Maritime Forces Responded to MV Tateyama’s Distress Call
Combined Maritime Forces responded to a Thai-flagged VLCC’s distress signal when two skiffs began advancing on the vessel in a suspicious manner.
On Friday 28 February, at 12:18pm, lookouts on board the Thailand flagged merchant cargo ship, MV Tateyama, saw two small motor-powered skiffs carrying several men behaving oddly around a mile away. Suddenly accelerating, the skiffs changed direction and headed straight towards the ship.
The lookouts suspicions were aroused. Knowing that their current position, 60 nautical miles off the coast of Oman near to the Strait of Hormuz, is a piracy hotspot, the crew wondered if the high-speed manoeuvres meant these were pirates, preparing to make an attack.
Sensing the ship’s vulnerability due to not having a protective armed security team embarked, the Master broadcast a distress message to other nearby vessels and the Omani Coastguard requesting immediate assistance.

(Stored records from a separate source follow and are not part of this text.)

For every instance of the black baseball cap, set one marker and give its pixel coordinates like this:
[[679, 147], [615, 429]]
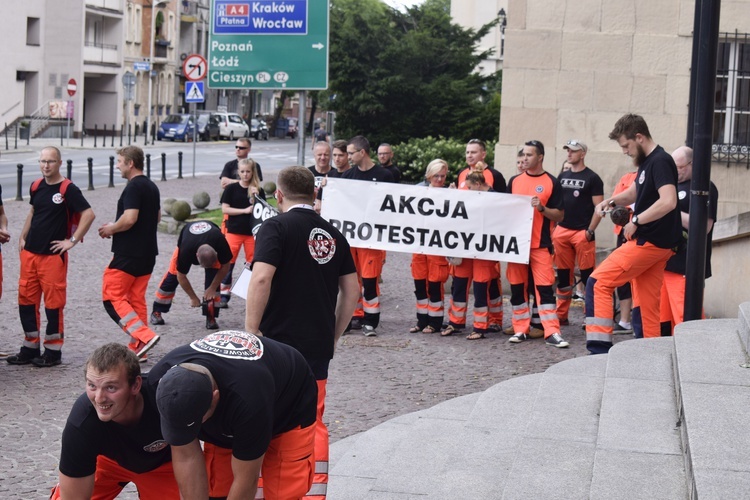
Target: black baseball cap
[[183, 398]]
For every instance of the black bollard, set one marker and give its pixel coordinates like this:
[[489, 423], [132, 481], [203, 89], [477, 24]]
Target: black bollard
[[91, 174], [111, 171], [19, 182]]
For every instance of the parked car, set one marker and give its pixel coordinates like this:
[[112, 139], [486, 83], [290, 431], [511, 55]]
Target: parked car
[[231, 126], [176, 128], [293, 130], [258, 129], [208, 127]]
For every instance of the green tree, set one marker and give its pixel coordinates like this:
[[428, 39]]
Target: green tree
[[397, 75]]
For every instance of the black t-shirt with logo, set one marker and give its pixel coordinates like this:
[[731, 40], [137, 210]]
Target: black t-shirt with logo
[[141, 194], [309, 255], [51, 212], [138, 448], [237, 196], [265, 389], [578, 189], [656, 171], [194, 235], [678, 262]]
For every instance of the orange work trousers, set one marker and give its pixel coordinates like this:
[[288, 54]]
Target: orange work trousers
[[641, 264], [42, 275], [672, 307], [571, 249], [540, 263], [124, 297], [110, 479], [287, 471]]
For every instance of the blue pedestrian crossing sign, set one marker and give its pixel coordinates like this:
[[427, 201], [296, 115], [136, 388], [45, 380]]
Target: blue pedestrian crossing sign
[[194, 92]]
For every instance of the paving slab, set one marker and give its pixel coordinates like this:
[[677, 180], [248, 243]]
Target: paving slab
[[628, 475]]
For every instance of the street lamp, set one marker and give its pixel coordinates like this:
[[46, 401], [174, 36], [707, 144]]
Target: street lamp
[[503, 23], [152, 35]]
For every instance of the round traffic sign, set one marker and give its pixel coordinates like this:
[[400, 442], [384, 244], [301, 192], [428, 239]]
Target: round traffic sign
[[194, 67], [128, 79]]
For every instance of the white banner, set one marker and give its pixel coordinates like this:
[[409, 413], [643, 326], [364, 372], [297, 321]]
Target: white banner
[[435, 221]]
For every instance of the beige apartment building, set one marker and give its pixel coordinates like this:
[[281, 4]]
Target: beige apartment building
[[572, 68]]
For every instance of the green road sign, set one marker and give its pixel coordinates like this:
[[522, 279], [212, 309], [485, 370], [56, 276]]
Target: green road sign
[[268, 44]]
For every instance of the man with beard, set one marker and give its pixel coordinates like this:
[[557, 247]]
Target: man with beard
[[652, 235]]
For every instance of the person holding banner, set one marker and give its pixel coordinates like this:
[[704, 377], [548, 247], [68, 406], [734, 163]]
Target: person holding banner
[[464, 272], [369, 262], [547, 201], [430, 272], [488, 296], [237, 204]]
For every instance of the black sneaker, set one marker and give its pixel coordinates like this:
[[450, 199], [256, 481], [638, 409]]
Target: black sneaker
[[156, 318], [48, 359], [24, 356]]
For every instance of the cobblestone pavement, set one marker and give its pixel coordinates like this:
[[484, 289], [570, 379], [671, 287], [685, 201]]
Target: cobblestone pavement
[[371, 379]]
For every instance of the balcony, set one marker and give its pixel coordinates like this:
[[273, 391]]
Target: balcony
[[101, 53]]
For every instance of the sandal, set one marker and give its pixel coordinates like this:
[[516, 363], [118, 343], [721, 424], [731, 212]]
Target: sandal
[[450, 330]]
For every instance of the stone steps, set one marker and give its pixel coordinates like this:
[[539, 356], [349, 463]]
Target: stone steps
[[654, 419]]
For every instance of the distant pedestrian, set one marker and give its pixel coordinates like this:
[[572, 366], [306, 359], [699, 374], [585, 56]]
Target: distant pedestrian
[[385, 157], [200, 243], [45, 240], [135, 249]]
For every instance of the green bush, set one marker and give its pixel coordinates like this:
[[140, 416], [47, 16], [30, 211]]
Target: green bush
[[413, 157]]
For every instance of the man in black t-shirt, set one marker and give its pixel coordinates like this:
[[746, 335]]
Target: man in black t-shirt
[[299, 246], [652, 235], [113, 434], [135, 249], [574, 238], [45, 240], [673, 289], [200, 243], [251, 400]]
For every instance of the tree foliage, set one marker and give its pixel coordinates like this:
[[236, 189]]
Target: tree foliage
[[400, 75]]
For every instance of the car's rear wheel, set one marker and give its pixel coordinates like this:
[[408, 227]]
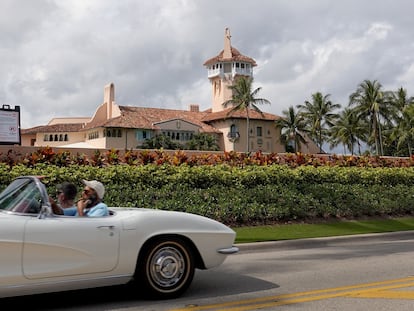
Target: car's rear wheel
[[167, 268]]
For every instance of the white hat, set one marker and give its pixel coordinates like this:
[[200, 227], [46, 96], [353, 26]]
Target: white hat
[[97, 186]]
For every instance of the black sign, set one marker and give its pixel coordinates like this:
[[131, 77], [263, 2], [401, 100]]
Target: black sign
[[10, 125]]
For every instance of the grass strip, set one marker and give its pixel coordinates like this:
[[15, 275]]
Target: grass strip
[[326, 229]]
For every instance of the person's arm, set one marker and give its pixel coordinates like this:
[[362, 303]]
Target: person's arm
[[55, 208], [101, 209], [82, 205]]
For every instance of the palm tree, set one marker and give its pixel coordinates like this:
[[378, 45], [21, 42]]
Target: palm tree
[[371, 104], [244, 98], [403, 132], [292, 127], [347, 130], [319, 114]]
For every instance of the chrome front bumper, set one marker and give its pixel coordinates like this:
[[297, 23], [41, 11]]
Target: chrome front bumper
[[228, 251]]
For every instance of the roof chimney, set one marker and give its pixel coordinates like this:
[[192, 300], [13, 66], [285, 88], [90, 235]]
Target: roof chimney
[[194, 108]]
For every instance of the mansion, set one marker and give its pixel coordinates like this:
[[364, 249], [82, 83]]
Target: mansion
[[127, 127]]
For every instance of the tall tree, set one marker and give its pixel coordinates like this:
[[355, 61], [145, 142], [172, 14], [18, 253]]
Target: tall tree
[[243, 98], [403, 132], [348, 130], [319, 115], [292, 128], [371, 104]]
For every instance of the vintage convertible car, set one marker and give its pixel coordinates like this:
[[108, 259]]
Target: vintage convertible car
[[157, 251]]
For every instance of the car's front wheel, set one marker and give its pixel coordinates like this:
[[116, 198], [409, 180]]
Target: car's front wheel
[[166, 268]]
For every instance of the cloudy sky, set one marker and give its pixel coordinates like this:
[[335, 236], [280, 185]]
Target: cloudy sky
[[57, 55]]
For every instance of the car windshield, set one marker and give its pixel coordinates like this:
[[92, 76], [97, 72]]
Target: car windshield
[[22, 196]]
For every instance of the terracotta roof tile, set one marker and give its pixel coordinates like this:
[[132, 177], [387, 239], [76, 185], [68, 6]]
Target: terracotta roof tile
[[146, 118], [239, 114], [236, 56]]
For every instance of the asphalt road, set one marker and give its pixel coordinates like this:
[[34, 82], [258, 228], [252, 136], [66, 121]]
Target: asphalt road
[[367, 272]]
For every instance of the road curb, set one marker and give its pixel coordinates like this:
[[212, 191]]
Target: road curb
[[319, 242]]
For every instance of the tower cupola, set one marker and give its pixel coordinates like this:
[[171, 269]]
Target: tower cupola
[[224, 68]]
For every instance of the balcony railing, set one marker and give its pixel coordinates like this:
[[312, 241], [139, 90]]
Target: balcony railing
[[235, 71]]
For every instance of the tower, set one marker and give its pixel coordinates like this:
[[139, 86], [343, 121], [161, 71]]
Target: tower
[[224, 68]]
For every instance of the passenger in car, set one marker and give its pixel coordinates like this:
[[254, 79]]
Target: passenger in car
[[65, 195], [90, 203]]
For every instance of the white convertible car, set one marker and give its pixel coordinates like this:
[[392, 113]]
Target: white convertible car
[[157, 251]]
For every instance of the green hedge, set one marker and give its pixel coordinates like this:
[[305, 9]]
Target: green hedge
[[240, 196]]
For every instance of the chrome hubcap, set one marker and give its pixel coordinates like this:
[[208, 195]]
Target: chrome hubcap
[[167, 267]]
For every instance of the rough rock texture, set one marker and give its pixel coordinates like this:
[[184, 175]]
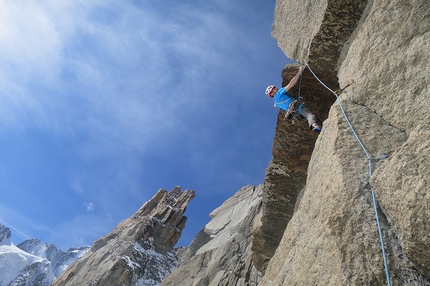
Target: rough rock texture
[[139, 250], [327, 25], [332, 236], [221, 254]]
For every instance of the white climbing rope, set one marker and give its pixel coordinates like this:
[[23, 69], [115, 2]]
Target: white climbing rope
[[381, 239]]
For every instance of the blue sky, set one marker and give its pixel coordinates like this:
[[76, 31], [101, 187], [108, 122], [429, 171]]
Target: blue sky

This set in motion a coordinated response between naval ships and aircraft from several nations which ultimately ascertained that the piracy alarm was not an attack. Yet the firm actions reassured the tanker and reaffirmed the message to would-be pirates that any attempts at illegal activity would receive a swift reaction from international naval forces.
As the skiffs continued to close the distance between themselves and the merchant ship, Tateyama’s Master remained concerned they were possibly trying to intercept the tanker.
He put his crew’s counter-piracy training into practice by initiating a whole-ship lock-down, increasing vessel speed to maximum, starting fire pumps and overflowing the ballast tanks to make any potential boarding as difficult as possible. Tateyama’s 27 crew were mustered and accounted for and waited for the response from local maritime authorities.